The researchers developed the score in 53,385 unrelated adults of European ancestry from the BioVU biobank (mean age, 60 years; 56% women) and validated in 30,444 unrelated adults of European ancestry from the eMERGE research consortium (mean age, 69 years; 55% women). The threshold for statistical significance was P < .002 in the BioVU cohort and Bonferroni-adjusted P < .05 in the eMERGE cohort.

According to the researchers, a HMGCR risk score equivalent to a 10 mg/dL decline in LDL was associated with elevated likelihood of type 2 diabetes (OR in BioVU cohort = 1.09; 95% CI, 1.04-1.15; P = 5.58 x 10-4; OR in eMERGE cohort = 1.09; 95% CI, 1.01-1.17; P = .02).

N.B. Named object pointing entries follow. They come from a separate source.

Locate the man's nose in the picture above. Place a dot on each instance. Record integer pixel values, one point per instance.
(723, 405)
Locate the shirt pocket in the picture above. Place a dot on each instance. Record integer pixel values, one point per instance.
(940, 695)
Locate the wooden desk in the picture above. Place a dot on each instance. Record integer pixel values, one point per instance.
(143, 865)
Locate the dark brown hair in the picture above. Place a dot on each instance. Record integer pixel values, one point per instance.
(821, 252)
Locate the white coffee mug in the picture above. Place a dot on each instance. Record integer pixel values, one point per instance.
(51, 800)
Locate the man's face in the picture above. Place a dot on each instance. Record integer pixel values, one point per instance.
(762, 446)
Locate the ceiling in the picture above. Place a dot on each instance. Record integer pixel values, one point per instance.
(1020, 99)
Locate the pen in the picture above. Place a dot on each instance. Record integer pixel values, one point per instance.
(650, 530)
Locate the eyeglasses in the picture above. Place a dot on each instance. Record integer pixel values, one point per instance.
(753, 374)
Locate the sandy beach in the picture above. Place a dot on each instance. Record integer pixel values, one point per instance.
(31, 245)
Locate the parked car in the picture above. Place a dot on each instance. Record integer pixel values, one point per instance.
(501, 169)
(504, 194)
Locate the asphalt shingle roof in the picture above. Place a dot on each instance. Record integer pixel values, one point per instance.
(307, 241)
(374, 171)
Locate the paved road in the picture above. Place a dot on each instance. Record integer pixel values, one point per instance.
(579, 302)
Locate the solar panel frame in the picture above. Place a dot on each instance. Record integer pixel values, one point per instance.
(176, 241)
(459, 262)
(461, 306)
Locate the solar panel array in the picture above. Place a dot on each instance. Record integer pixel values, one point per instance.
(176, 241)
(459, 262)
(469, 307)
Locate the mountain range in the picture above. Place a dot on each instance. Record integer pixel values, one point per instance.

There was no correlation between HMGCR risk score and any of the other non-CV phenotypes analyzed. There was a trend toward a 10 mg/dL decline in LDL conferring elevated likelihood of Parkinson’s disease (OR = 1.3; 95% CI, 1.07-1.58; P = .007) and kidney failure (OR = 1.18; 95% CI, 1.05-1.34; P = .008) in the BioVU cohort, but the trends were not replicated in the eMERGE cohort, the researchers wrote.

“The cardiovascular benefits of statins in clinical practice outweigh the small increased risk of type 2 diabetes,” Liu and colleagues wrote. “Nevertheless, particularly for patients with high type 2 diabetes risk (eg, patients with overweight or obesity), health care professionals could encourage a healthy diet and lifestyle and consider clinical monitoring for the development of type 2 diabetes.”